А когда Зинаиду вернули, замерзшую, тихую, будто окаменевшую, честное слово, я почувствовала себя виноватой. И вдвойне виноватой оттого, что сыну ее все хуже, что мучает его сильный жар, и мы с Наседкиным боимся — не начался ли у него перитонит.

…За эти дни мы не то чтобы свыклись с нашим положением, — свыкнуться с ним нельзя, — но как-то приспособились, что ли.

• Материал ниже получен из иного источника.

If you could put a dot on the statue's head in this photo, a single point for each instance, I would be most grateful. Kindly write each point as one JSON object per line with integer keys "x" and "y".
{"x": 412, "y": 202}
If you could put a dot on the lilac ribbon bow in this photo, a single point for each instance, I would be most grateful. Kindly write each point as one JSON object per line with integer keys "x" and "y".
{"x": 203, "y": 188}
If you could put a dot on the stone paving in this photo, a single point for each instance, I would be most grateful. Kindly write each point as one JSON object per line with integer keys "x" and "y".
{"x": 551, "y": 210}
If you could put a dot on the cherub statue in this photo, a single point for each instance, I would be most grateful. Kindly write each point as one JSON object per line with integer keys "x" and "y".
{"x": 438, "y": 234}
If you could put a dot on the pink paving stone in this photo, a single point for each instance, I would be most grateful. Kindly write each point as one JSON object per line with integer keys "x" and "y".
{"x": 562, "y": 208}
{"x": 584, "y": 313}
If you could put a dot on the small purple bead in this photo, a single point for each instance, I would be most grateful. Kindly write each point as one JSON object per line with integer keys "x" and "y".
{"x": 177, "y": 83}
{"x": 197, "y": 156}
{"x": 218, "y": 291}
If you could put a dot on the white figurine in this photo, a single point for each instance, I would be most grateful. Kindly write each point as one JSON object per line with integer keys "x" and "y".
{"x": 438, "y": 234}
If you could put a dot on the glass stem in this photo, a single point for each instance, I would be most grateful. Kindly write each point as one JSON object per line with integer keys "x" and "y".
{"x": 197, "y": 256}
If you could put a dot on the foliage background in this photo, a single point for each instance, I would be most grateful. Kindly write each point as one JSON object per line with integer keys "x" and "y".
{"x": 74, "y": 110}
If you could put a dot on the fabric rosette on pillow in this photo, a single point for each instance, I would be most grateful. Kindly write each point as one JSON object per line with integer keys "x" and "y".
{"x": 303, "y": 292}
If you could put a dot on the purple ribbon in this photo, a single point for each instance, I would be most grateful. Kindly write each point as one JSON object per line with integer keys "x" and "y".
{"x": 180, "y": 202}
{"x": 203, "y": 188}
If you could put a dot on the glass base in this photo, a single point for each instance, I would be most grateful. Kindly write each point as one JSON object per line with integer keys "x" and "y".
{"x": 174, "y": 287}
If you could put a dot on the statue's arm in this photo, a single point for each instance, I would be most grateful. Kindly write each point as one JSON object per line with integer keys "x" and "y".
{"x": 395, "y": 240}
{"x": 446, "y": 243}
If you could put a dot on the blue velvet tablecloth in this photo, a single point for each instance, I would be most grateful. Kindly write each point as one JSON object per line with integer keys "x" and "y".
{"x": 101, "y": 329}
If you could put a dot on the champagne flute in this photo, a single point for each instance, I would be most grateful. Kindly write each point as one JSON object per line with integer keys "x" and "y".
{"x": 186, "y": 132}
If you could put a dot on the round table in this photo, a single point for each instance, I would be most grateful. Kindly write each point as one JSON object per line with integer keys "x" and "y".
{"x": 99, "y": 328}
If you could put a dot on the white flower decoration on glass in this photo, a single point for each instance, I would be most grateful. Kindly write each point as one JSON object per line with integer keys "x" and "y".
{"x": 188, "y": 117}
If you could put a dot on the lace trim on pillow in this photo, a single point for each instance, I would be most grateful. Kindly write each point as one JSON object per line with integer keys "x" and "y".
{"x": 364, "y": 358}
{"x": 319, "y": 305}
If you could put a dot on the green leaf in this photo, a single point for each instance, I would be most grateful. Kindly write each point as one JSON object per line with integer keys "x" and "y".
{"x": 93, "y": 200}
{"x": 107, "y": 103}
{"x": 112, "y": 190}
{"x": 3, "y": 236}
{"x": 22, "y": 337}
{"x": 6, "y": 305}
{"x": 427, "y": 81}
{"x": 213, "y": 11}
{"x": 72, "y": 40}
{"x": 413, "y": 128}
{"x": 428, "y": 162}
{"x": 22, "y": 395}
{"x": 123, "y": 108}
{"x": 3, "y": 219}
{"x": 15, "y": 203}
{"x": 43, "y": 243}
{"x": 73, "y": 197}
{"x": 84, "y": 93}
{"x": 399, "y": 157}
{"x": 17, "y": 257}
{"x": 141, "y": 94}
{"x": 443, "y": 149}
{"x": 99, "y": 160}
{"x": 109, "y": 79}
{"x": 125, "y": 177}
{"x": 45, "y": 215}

После появления Прусака немцы будто забыли о нас. Приезжал только на следующее утро какой-то солдат на мотоцикле за списком больных и персонала и укатил. Должно быть, им не до нас, что ли.

Этот самый «бефель» лежит у меня в чемодане под бельем, и я понемножечку уже забываю о топоре, висящем у меня над головой.

Все мы, даже тот паникер, что подозревал, будто я нарочно оставила госпиталь у врага, даже он верит теперь, что оккупация эта ненадолго. Немецкое радио целые дни дует марши и врет, что их генералы будто бы уже рассматривают в бинокль Москву. Никто у нас им не верит. Столицы им не видать. Об этом и разговоров уже в палатах не слышно. Лежат и гадают, когда нас освободят. Через месяц? Через два? К новому году? Мне все вспоминается та звезда, которую ты видел на небе, когда мы заблудились в тумане возле пионерского лагеря. Вот я теперь тоже вижу такую звезду и даже не верю, а знаю, что нашествие это как эпидемия — пока всех косит, но будет ей скоро конец. Я даже как-то перестала думать о том, что будет со мной после освобождения. Будь что будет, лишь бы скорее шли наши. Лишь бы возвращалось свое, родное, без чего, как видно, нашему человеку просто невозможно жить.